Cada 7 de septiembre se celebra mundialmente el Día del Buzo, una fecha para exaltar a quienes han descubierto en el fondo del mar, un espacio no sólo recreativo y de admiración, sino también de exploración e investigación. (Fotos Help 2 Oceans).
El buceo, cada vez gana más adeptos, y hay quienes han descubierto que más allá de un hobbie, se convierte en su estilo de vida; ya sea por la sensación de aventura y de conocer un mundo desconocido que produce, o porque con su práctica se aporta a la conservación del medio submarino.
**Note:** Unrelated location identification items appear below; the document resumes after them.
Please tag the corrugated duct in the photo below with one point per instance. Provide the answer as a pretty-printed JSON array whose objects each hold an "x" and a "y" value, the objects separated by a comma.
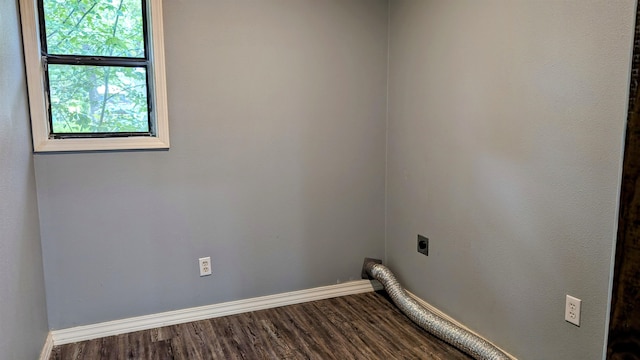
[{"x": 477, "y": 347}]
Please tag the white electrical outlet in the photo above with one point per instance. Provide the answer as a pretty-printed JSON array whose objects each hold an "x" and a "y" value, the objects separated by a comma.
[
  {"x": 205, "y": 266},
  {"x": 572, "y": 310}
]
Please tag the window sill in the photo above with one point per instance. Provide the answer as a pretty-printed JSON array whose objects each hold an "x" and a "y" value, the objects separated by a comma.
[{"x": 102, "y": 144}]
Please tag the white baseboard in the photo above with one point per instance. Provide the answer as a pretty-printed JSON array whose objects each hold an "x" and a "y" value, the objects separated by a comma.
[
  {"x": 45, "y": 354},
  {"x": 437, "y": 311},
  {"x": 94, "y": 331}
]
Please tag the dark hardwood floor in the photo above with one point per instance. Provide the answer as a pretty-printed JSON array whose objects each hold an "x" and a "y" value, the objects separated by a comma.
[{"x": 364, "y": 326}]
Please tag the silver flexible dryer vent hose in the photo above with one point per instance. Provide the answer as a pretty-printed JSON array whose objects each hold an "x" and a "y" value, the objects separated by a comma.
[{"x": 443, "y": 329}]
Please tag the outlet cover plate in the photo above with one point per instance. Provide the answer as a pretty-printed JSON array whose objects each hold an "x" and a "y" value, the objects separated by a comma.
[
  {"x": 572, "y": 309},
  {"x": 205, "y": 266}
]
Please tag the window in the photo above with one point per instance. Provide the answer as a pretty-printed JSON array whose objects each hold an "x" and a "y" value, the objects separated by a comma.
[{"x": 95, "y": 73}]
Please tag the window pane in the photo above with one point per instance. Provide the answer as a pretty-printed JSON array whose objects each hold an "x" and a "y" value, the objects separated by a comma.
[
  {"x": 98, "y": 99},
  {"x": 94, "y": 27}
]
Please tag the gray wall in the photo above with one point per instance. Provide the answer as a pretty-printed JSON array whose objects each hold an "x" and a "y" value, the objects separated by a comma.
[
  {"x": 506, "y": 123},
  {"x": 276, "y": 170},
  {"x": 23, "y": 317}
]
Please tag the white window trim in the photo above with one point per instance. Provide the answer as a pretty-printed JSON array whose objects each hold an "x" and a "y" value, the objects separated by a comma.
[{"x": 42, "y": 142}]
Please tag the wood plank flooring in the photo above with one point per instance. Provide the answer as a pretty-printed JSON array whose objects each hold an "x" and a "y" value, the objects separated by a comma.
[{"x": 363, "y": 326}]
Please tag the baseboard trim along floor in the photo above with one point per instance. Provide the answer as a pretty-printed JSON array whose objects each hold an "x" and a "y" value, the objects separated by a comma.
[{"x": 116, "y": 327}]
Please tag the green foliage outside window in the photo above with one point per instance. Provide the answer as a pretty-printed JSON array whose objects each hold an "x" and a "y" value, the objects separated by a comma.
[{"x": 89, "y": 98}]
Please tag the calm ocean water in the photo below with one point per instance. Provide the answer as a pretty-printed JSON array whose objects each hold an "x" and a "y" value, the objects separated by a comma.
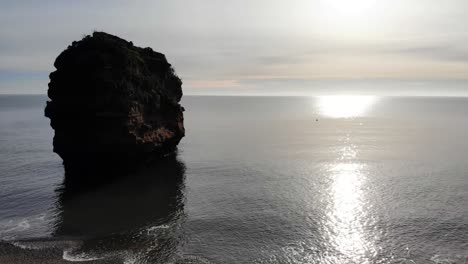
[{"x": 256, "y": 180}]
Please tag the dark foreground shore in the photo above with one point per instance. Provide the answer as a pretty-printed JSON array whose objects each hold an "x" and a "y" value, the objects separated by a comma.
[{"x": 13, "y": 254}]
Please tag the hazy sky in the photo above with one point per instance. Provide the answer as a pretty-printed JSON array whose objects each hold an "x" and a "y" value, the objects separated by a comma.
[{"x": 255, "y": 46}]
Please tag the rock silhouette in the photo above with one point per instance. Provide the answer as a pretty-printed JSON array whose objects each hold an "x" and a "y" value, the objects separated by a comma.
[{"x": 113, "y": 103}]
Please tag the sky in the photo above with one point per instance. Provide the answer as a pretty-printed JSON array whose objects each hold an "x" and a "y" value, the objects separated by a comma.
[{"x": 255, "y": 47}]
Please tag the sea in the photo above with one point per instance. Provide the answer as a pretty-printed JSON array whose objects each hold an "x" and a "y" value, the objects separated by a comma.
[{"x": 328, "y": 179}]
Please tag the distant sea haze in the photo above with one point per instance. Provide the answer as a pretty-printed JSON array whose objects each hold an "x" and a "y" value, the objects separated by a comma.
[{"x": 329, "y": 179}]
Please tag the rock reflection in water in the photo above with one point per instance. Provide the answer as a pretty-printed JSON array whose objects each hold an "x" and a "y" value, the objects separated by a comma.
[{"x": 136, "y": 216}]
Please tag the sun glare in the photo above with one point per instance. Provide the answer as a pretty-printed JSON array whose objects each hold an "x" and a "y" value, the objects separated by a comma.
[
  {"x": 344, "y": 106},
  {"x": 349, "y": 9}
]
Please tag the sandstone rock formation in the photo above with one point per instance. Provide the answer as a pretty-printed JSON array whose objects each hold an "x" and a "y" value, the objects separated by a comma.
[{"x": 113, "y": 103}]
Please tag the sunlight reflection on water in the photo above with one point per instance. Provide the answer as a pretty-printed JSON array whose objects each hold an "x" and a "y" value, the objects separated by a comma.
[
  {"x": 345, "y": 106},
  {"x": 345, "y": 228}
]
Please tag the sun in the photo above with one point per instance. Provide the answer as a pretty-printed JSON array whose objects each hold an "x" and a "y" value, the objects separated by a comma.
[{"x": 344, "y": 106}]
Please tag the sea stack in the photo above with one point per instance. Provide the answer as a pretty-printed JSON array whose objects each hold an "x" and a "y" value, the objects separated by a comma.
[{"x": 112, "y": 103}]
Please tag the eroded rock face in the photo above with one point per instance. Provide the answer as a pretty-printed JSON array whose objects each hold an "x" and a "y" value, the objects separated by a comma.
[{"x": 113, "y": 102}]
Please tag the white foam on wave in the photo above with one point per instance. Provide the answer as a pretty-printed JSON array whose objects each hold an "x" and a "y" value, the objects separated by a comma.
[
  {"x": 157, "y": 227},
  {"x": 68, "y": 255}
]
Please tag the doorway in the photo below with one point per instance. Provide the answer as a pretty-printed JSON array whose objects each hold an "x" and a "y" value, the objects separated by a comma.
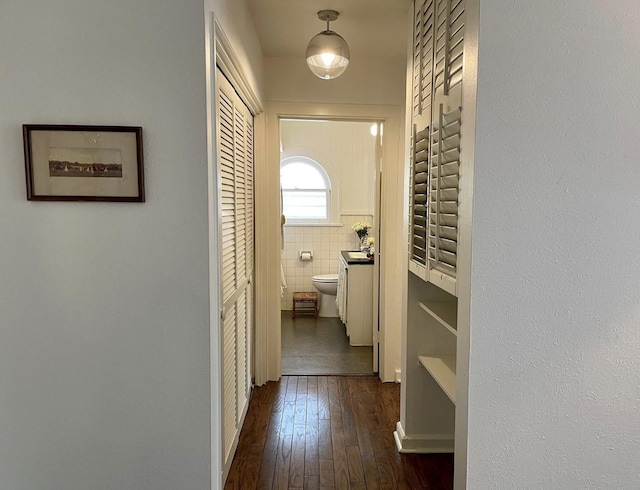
[{"x": 330, "y": 171}]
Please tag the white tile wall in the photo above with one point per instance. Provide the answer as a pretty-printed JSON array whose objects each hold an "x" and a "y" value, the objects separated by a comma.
[{"x": 326, "y": 244}]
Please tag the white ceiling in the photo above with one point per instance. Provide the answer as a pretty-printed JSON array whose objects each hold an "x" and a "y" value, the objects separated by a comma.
[{"x": 370, "y": 27}]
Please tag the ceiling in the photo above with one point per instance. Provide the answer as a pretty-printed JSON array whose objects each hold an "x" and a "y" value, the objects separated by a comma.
[{"x": 370, "y": 27}]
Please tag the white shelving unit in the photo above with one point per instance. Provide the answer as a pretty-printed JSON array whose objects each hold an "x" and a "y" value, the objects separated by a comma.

Porque buena parte de la responsabilidad que tiene cualquier buzo, es la de cuidar el patrimonio submarino que deleita sus ojos en cada inmersión y que cada día está más expuesto a los avatares de la crisis climática y la contaminación.
En tal sentido, fuera de preservar, los buzos hoy por hoy cumplen un papel fundamental en pro de la salud de los océanos; ya sea como investigadores, o también como parte de equipos coordinados de monitoreo o de limpiezas submarinas, por ejemplo.
En la Reserva de Biosfera Seaflower esta misión es importantísima, pues es el mar el que provee no solo el disfrute de los cientos de turistas que la visitan, sino también el sustento, la alimentación y el arraigo cultural de su gente.
Organizaciones locales, como Help 2 Oceans Foundation, han emprendido esta labor titánica en la recolección de residuos sólidos sumergidos y de campañas educativas, que no deben centrarse únicamente en una fecha o evento en particular.
El cuidado de los mares es una misión permanente y de ahí la importancia de los buzos en cualquier lugar del mundo.